TCP Audio/Video Chat

TCP Xcvr (or Transceiver) is a point to point audio/video chat program written in Python. It is designed to send audio and video signals between two host IP address on a LAN. It was originally conceived as a learning exercise for the Python socket library, but quickly grew to cover the OpenCV video library, PyAudio, and the TkInter GUI Library. A screen shot of the GUI is shown below.

1. Operation

As shown in the figure, the Xcvr GUI is a no frills TkInter interface with a fewer frills remote host editor. When the program starts, it listens on the local host for remote connections over port 4096. When a remote connection is detected, the local transmit function is initialized, and two way transmission is established. To initiate a connection, select a remote host from the list and click the ‘Select’ button, then click on the ‘Call’ button. The ‘Call’ button turns into a ‘Disconnect’ button which is used to terminate the call.

When the program starts, it checks for a ‘remote_hosts.dat’ file which contains the computer name and IP address of each host in the list. If it doesn’t find the file, it creates a temporary list (Host1, Host2, Host3 etc.) which can be edited. To edit the list, click on a name. The name and IP address will appear in the two entry boxes. After editing, clicking on the ‘Edit’ button will update the list and update or create the ‘remote_hosts.dat’ file.

Similarly, clicking on the ‘Add’ button will add the entry box info to the list, and update the file. The ‘Delete’ button will remove a list entry and update the file.
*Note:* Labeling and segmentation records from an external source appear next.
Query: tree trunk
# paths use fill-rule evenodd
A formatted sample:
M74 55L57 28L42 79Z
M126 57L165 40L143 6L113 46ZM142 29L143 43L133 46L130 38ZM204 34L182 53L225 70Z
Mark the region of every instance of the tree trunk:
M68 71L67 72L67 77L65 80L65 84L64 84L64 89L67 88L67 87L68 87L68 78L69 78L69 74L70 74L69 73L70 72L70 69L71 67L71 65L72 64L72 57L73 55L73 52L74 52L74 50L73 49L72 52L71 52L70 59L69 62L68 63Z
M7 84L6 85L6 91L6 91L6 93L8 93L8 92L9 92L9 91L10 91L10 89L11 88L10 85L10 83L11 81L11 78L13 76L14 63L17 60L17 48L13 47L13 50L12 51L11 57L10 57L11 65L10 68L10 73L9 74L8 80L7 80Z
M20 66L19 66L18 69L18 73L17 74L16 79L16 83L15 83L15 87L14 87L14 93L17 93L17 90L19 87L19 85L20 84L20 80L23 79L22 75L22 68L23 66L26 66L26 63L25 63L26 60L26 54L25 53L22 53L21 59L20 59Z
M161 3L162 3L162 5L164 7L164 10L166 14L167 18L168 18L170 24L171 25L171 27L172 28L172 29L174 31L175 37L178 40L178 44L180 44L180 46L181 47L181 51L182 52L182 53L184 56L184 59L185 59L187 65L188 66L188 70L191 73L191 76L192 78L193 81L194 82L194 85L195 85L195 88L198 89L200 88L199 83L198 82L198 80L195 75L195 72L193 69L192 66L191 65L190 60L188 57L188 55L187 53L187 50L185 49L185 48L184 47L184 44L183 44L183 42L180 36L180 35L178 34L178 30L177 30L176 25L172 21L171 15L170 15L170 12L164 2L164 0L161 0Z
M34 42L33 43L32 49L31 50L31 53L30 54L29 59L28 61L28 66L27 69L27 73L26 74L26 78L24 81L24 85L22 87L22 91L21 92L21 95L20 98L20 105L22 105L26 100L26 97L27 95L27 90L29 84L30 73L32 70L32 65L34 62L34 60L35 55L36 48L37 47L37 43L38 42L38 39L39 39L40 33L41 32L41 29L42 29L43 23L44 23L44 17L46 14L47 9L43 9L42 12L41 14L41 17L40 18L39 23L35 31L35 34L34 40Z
The ‘Exit’ button and the close button in the upper right hand corner terminate the program.

2. Audio Video Synchronization

One of the main stumbling blocks in the program development was how to combine the audio and video, and maintain synchronization. There are a few multimedia libraries around, but they’re either obsolete, or incompatible with Python 3 and Windows. The final method might not be the best but it works and its reasonably straightforward.

The audio/video frame consists of a 4 byte integer which describes the length of the frame followed by a jpeg image frame, followed by an audio buffer of 2048 * 2 = 4096 bytes.

FrameThe Send thread waits until the audio buffer is full, grabs an image from the WebCam thread, calculates the size and sends the frame to the remote host. Repeat as required. This establishes a fixed frame rate based on the audio buffer size and sample rate.

On the receive side, the Receive thread gets the frame size from the first four bytes, receives the entire frame, and extracts the audio and video information. The image is displayed on the GUI and the audio is written to the PyAudio stream. Since the Send and Receive audio buffers are the same size, this synchronizes the Send and Receive functions.

A more detailed explanation can be found in the (hopefully well commented) source code:

3. Running the Program

The program is run in the Python environment using Python 3.4.3 under Windows. The OpenCV 3 library is used for image capture, because it seems to be the only library compatible with Windows and Python 3. All the other libraries (threading, pyAudio etc.) are standard Python libraries available for Python 3.

4. Things To Do

For a learning exercise, this program was very worthwhile since I had to learn everything from the ground up (video, networking, audio etc.). As usual though there are areas for improvement. The actual frame rate for example seems to be about 8 FPS, which is sufficient for a chat program. I suspect that my audio/video synchronization may be slowing things down due to the blocking routines used. A more elaborate synchronization scheme might help. Another problem might be the overhead involved in TCP handshaking. Possibly reworking the networking portions to UDP might speed things up.

Another more serious problem is that the program works as expected on two of my three computers (one Widows 8.1 laptop, and two desktop XPs). Rolling back the webcams driver on the offending XP solved the problem so it looks like an incompatibility with either the PyAudio or OpenCv library might be the culprit. Further investigation may be required.